Dans le monde physique, les archives d’Emily Dickinson sont dispersées entre plusieurs institutions et quelques collections privées; on peut désormais consulter sur ce site une large sélection des manuscrits conservés à la bibliothèque Houghton de l’université d’Harvard, à la bibliothèque Frost de l’Amherst College, à la Boston Public Library, à la bibliothèque du Congrès, dans la collection de l’American Antiquarian Society, à la bibliothèque Mortimer de l’université Smith, dans le Fonds Spécial de la bibliothèque de l’université Vassar et la Beinecke Rare Book and Manuscript Library de l’université Yale.
Vous pourrez tourner ces pages virtuelles, lentement, précautionneusement comme vous feriez si vous aviez entre vos mains les vénérables cahiers cousus à la main (ce qui est une façon de dire que la procédure de consultation est un peu lente et compliquée, mais que c’est pas grave, quand on aime on ne regarde pas sa montre) et même les télécharger (les conditions d'utilisation sont indiquées ici) pour les admirer à loisir, en faire vos fonds d’écran, en tapisser vos murs, que sais-je? Je suis sûr que votre imagination est sans limite.

Emily Dickinson:
We do not play on Graves

Vous savez à présent quelle bonne fortune a fait que cette reproduction du manuscrit du poème  We do not play on Graves  qu’il y a seulement quinze jours vous avez pu lire ici, accompagnée de sa traduction par Claire Malroux, a pu venir agrémenter ce billet.

L’université de Harvard, qui assure cette mise en ligne, a choisi de se limiter aux 1789 poèmes figurant dans l’édition « officielle » de l’œuvre poétique d’Emily, et de laisser - provisoirement, on l’espère - de côté ce que les dickinsoniens appellent les  scraps, les nombreux fragments laissés sur des lambeaux de papier, des enveloppes, des emballages de chocolat (déjà!) - ou ceux qu’elle avait inclus dans des lettres - soit une bonne partie de sa production postérieure à 1875.
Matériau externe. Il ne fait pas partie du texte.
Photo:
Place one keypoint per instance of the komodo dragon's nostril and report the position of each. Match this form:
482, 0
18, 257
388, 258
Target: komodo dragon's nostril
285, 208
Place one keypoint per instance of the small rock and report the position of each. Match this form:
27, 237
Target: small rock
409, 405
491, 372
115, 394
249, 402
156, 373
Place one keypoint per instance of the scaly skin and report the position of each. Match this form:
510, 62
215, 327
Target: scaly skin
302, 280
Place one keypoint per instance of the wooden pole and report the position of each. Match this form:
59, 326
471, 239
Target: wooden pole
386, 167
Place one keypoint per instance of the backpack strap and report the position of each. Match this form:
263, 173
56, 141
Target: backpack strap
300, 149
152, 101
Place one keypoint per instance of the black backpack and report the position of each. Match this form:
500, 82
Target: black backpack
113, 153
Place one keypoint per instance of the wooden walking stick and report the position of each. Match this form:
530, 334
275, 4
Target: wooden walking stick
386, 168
Mais les lecteurs fascinés par l’écriture d’Emily, et par les petits gribouillis qui l'accompagnaient parfois, pourront voir, au Drawing Center à Manhattan, une exposition de cinquante de ces  scraps : cette exposition, qui ouvrira en novembre, les mettra en parallèle avec quelques-uns des micro-écrits de Robert Walser, dont nous évoquions la fin mélancolique il y a quelques mois. It’s a small world.

Emily Dickinson:
We Talked With Each Other About Each Other


Dickinson / Walser: Pencil Sketches, exposition au Drawing Center New York, NY, du 15 novembre 2013 au 12 janvier 2014.
Et, si vous n'avez pas prévu de vous rendre prochainement à New York, le Centre Robert Walser de Berne expose aussi des microgrammes de Walser jusqu'en octobre 2014!

Illustrations: courtesy The Emily Dickinson Collection, 
Amherst College Archives and Special Collections.

lundi 7 octobre 2013

Slant


Les poèmes d'Emily Dickinson n'ont pas de titres.


We do not play on Graves -
Because there isn't Room
Besides - it isn't even - it slants
And People come -

And put a Flower on it -
And hang their faces so -
We're fearing that their Hearts will drop -
And crush our pretty play

And so we move as far 
As Enemies - away -
Just looking round to see how far 
It is - occasionally - 

Emily Dickinson (467, cahier 26)

It slants.


On ne joue pas sur les Tombes -
Parce que la Place manque -
En plus - ce n'est pas plat - mais en pente
Et des Gens viennent

Y déposer quelque Fleur -
Et leur mine est si allongée -
On a peur que leur Cœur ne tombe -
Et n'écrase nos jolis jeux -

On s'éloigne donc
Autant - qu'un Ennemi
En se retournant - De temps à autre -
Pour jauger la distance.

poèmes 1861 - 1864, José Corti
 Traduction de Claire Malroux



Dans les écrits d’Emily Dickinson, il n’y a pas d’interrogations rhétoriques. Toute question appelle une réponse pragmatique:
la littérature prodigue en métaphores et en allégories dont avait été nourrie Emily (Shakespeare, Spenser, Milton, Bunyan...) a-t-elle, au fil des siècles, fait de l’Espoir une créature de peu de substance, qui n'est plus ailée que de translucides majuscules ?  Emily veillera à ce qu’elle ait un perchoir pour y lisser ses plumes, et lui gardera en réserve - même si elle ne demande rien: juste en cas - une petite provision de miettes.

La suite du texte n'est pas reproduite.